Самоварчик вскипел, дал о себе знать тонким посвистом, затащила его Нюра на стол, села подле: одна-одинешенька, вроде и привыкла к сиротству, а все кажется, что будто ранее, когда с сыном жила, то и чай куда вкуснее был. Самоварчику что, его и время не берет, сияет тремя медалями, выставил на Нюру свой желтый пузень, нахохлился краником. Помнится старой: немного погодя стащила посудину в деревню ко Клавдейке Заручейному, тот и направил самовар, правда, краник неловко встал на место. Самоварчику-то жизнь наново вдохнул мужик, а я вот сыночка не уберегла…
Тогда она тупо посмотрела на черный иордан, в котором плавал битый лед, и повернула лыжи обратно в хутор. Душа ее не растопилась от увиденного, нет, но куда-то отодвинулось постороннее беспокойство, которое мешало думать о сыне: все-таки Нюре было неуютно при мысли, что придется поднимать ружье на человека, пусть и зверину, тать разбойную, и сейчас, когда все свершилось само собой, ее мстительное удовольствие даже чуть смягчило внутреннюю закаменелую боль.

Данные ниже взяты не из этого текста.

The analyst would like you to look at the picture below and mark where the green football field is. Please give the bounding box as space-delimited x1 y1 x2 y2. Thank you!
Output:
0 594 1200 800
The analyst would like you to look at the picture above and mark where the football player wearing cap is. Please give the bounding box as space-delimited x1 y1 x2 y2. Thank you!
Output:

Внезапно представилось, что сейчас сына хватились на деревне, его разыскивают, значит, должны вот-вот подкатить на хутор. Потому она деловито поторопилась прибежать к дому и, словно бы сомневаясь в смерти сына, открыла горенку и, не входя в нее, заглянула в постоянный студеный мрак: Аким лежал на лавке ногами к двери, и новые черные валенки мешали смотреть на его лицо, казались непомерно большими. Тут спокойно подумалось, что сейчас придут люди, закатят сына в розвальни и, покрыв с головою оленьей полостью, увезут от Нюры в деревню, повалят в избе-читальне на казенном столе и будут толпиться около, глазеть на удушенное черное лицо, молоть вздор, и она, мать, окажется лишней там и ненужной. Но куда денешься, решила покорно, отдать придется, все-таки на вышине числился, над людьми верховодил, пусть простятся, но и в таком виде стыдно выказывать, обмыть бы поспеть да приодеть.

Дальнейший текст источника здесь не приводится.